Chris Pine als Kirk ... hm. Die Figur des Kirk war immer ein ignoranter Weltraumprolet, der sein Hirn nicht allzu oft in Verwendung hatte. Aber er war auf seltsame Art nicht unsympathisch und gelegentlich auch mitfühlend und sensibel. Das fehlt dem neuen Kirk komplett. Er ist mir nicht sympathisch. Pine porträtiert einen ehrgeizigen Streberarsch und die Autoren meinen, mit ein paar berechnet gesetzten Witzchen einen Kumpel aus ihm machen zu können. Eindeutig nein. Im übrigen spielt Pine genauso gut wie Shatner, gelegentlich haarscharf an der Schmiere vorbei, manchmal voll hinein. Aber seinem Kirk fehlt es dafür an Charisma.

Affektierte Seelenlosigkeit

Was mich auch gewaltig stört, und da bin ich vielleicht durch Jahrzehnte Star Trek voreingenommen, ist die Beziehung zwischen Spock und Uhura. Das geht gar nicht. Vulkanier werden nur alle sieben Jahre geil und rasten dann total aus. Nennt sich Pon Farr und kann für einen Vulkanier unter Umständen tödlich enden. Alternatives Universum hin oder her, das ist eine Vermenschlichung der Vulkanier und eine sinnlose Verwässerung von Eigenschaften einer der originellsten Spezies in der Science Fiction. Das führt mich zu dem eigentlichen Problem, das ich mit diesem Film habe.

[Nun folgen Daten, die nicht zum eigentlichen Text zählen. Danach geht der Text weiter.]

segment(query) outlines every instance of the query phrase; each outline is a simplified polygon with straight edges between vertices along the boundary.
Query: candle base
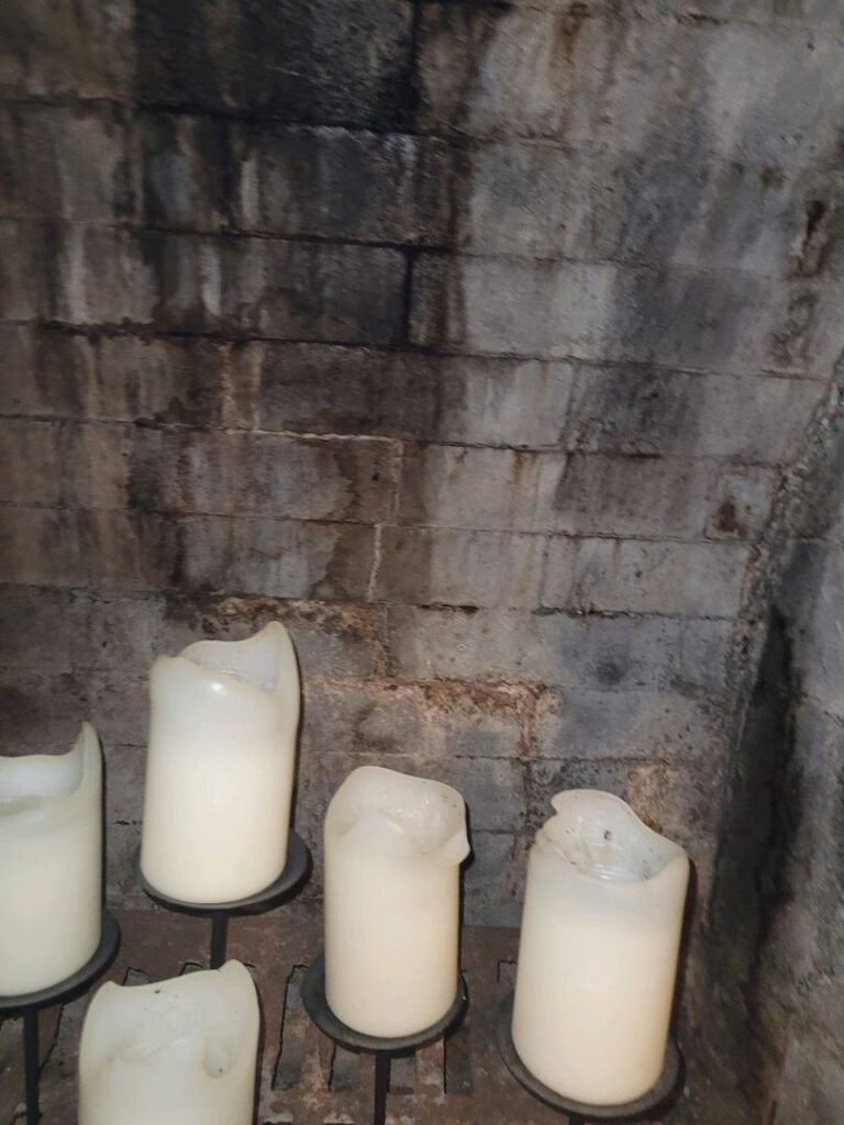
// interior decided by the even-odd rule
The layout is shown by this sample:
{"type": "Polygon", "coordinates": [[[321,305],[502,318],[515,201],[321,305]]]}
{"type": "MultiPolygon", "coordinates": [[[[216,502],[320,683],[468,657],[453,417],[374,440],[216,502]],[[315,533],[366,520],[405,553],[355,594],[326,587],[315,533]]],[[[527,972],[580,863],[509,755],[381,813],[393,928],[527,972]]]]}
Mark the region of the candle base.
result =
{"type": "Polygon", "coordinates": [[[540,1082],[524,1065],[515,1050],[512,1035],[513,1022],[513,994],[508,996],[499,1009],[497,1040],[499,1052],[504,1063],[513,1076],[529,1094],[532,1094],[539,1101],[544,1101],[553,1109],[559,1109],[568,1114],[569,1125],[585,1125],[586,1122],[629,1122],[647,1118],[654,1110],[664,1107],[665,1102],[675,1092],[682,1071],[682,1054],[673,1035],[668,1036],[665,1051],[665,1065],[658,1081],[647,1094],[634,1101],[626,1101],[617,1106],[593,1106],[585,1101],[574,1101],[572,1098],[564,1098],[555,1090],[549,1089],[540,1082]]]}
{"type": "Polygon", "coordinates": [[[24,1073],[26,1077],[26,1125],[38,1125],[41,1119],[38,1058],[38,1011],[54,1004],[75,1000],[106,972],[120,948],[120,927],[106,910],[102,914],[100,944],[93,956],[72,976],[51,988],[25,996],[0,996],[0,1016],[21,1016],[24,1020],[24,1073]]]}
{"type": "Polygon", "coordinates": [[[135,854],[135,876],[144,892],[168,910],[179,914],[200,915],[210,918],[209,968],[219,969],[226,958],[228,919],[232,915],[263,914],[291,899],[307,882],[311,874],[311,852],[298,832],[290,829],[287,843],[287,863],[278,879],[262,891],[249,894],[234,902],[183,902],[153,886],[141,870],[141,850],[135,854]]]}
{"type": "Polygon", "coordinates": [[[385,1125],[387,1116],[387,1091],[389,1089],[389,1061],[393,1055],[405,1054],[416,1047],[424,1046],[438,1040],[463,1016],[469,1002],[466,981],[460,975],[457,996],[449,1010],[430,1027],[415,1035],[402,1035],[397,1038],[381,1038],[377,1035],[365,1035],[356,1032],[334,1015],[325,996],[325,955],[311,964],[305,973],[302,986],[302,1002],[313,1024],[327,1035],[338,1046],[347,1051],[363,1052],[375,1055],[375,1090],[372,1096],[372,1125],[385,1125]]]}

Star Trek ist ein auf dem Reißbrett konstruiertes Vehikel, das danach trachtet, ein komplett neues Zielpublikum zu angeln, als es die Fans der alten Filme und Serien waren. Star Trek ist ein Film für Leute, die nicht älter als Mitte Zwanzig sind, die Vorgängerwerke nicht kennen und eine relativ geringe Spanne an Aufmerksamkeit vorweisen können. Das Zielpublikum sind Personen, die ihre Zeit totschlagen wollen, bis sie sich ins Koma saufen können oder warten müssen, bis die Auserwählten in Stimmung sind für einen Fick. Der Film dient nur als kurzweilige Überbrückung und so sieht er auch aus.

Star Trek ist ein politisch korrekter Film, der seine Hauptfiguren so umgeformt hat, das für so ziemlich jeden anvisierten Zuschauertyp etwas dabei ist. Wandernde Klischeepuppen als Projektionsflächen, kaum mehr. Ein wenig Liebesgeschichte, in wirklich regelmäßigen Abständen jegliche Art von Action in ständig wechselnden Umgebungen, Zwei gleiche Schauplätze, lieber Himmel, da könnte es ja langweilig werden.

Schauwert auf Schauwert auf Schauwert ... atemlos hetzt die Geschichte von einem Szenario zum nächsten. Auf der Strecke bleibt dabei die Größe, eine Grandiosität, die dem Film die Qualität einer Space Opera hätte verleihen können.

Die Inszenierung von JJ Abrams ist schnörkellos auf tolle Bilder und überragende Eindrücke ausgelegt, alles andere wird diesem Effekt untergeordnet. Die Geschichte ist Mittel zum Zweck, die Figuren gibt es, damit die Geschichte erzählt werden kann und alles zusammen zielt darauf ab, die größtmögliche Masse an Zuschauern ins Kino zu locken.

Das ist natürlich nichts Schlechtes. Immerhin hat es Abrams geschafft, tatsächlich einen Blockbuster zu inszenieren. Aber in den meisten Fällen, so wie bei diesem Film, sind eine Menge Kompromisse erforderlich.

Was ich am Team Abrams/Kurzman/Orci nicht leiden kann ist, dass sie ihr Schaffen stets auf Massentauglichkeit ausrichten. Sei es eine Serie wie Alias, sei es Mission Impossible III, oder auch Fringe. Alles hat den Mief von perfekter Abstimmung auf ein maximal erreichbares Publikum.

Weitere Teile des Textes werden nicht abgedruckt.